Каблуки-чаки-чаки-чараки́!
Чаки-чаки-чаки-чараки́!
Тугие ягодицы девчонки Томасы —
два огромных шара — вокруг оси незримой
в сумасшедшем ритме начали вращаться,
бросая дерзкий вызов дрожью сладострастной,
когда пошел в атаку Че Энкарнасьон;
у Че — марионетки — мускулы крепки,
весь дугой он выгнут, корпус откинут,
руки — недвижны, ноги — в работе,
волны равномерно сотрясают чресла,
и вперед он устремлен.
Продолжайте пляску-чече-пляску-пляску!
Продолжайте пляску-чече-пляску-пляску!
Продолжайте пляску-чече-пляску-пляску!
Черная Томаса дразнится упорно, —
ускользают бедра, подбородок вздернут, —
поднимает разом две руки атласных,
в их ладонях гладких — эбеновый затылок, —
предлагает груди: круглые гранаты
колыхнулись влево, колыхнулись вправо,
и на них глазеет Че Энкарнасьон.
Каблуки-чаки-чаки-чараки!
Чаки-чаки-чаки-чараки!
Негр неистово ринулся на приступ,
перед нею машет шелковым платком —
будь готова к бою, черная Томаса,
видишь, твой противник взбешен, разъярен!

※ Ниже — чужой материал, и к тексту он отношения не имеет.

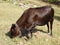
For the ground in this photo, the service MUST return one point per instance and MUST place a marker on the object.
(9, 13)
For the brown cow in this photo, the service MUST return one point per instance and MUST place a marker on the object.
(31, 18)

«Стой, смуглянка!» — завывает смуглый.
(Из глотки — хрип, а глазшца — угли,
это дьявол или Че Энкарнасьон?)
Черная Томаса ловко увернулась,
«Нет!» — ему сказала и расхохоталась —
до чего ж обидный тон!
Прямо перед носом задом крутанула —
пусть он знает место, Хосе Энкарнасьон!
Мама, румба, барабаны и труба!
Мабимба-барабан, мабомба-барабан!
Взвизгивают флейты,
трезвонит колокольчик,
грохочет барабан.
Приседает низко, почти касаясь пола,
в полуповороте Хосе Энкарнасьон.
И девочка Томаса расслабилась невольно,
и пахнет сельвой,
и пахнет полем,
и пахнет самкой,
и пахнет зверем,
и пахнет сельской глушью
и пыльным городским двором.
Головы танцоров — темных два кокоса,
на которых кто-то начертал известкой
сверху знак вопроса, тире — со всех сторон.
И два тела влажных — два кувшина черных,
И сияет каждый, пóтом окроплен.
Взвизгивают флейты,
звякает марака,
трезвонит колокольчик,
грохочет барабан.
Каблуки-чаки-чаки-чараки!
Чаки-чаки-чаки-чараки!
И дрожат танцоры в бешеном экстазе,
в пароксизме страсти Че Энкарнасьон,
больше не до шуток девочке Томасе,
барабан безумный изрыгает стон.
Пики-тики-пан, пики-тики-пан!
Пики-тики-пан! Пики-тики-пан!
Падает на землю девчонка Томаса,
падает на землю Хосе Энкарнасьон;
они в клубке едином завершают пляску,
надорвался в крике большой барабан,
кон-кон-кончилась румба, ко-мабó-бам-бам!
Па-ка, па-ка, па-ка-пам! Па-ка, па-ка-пам!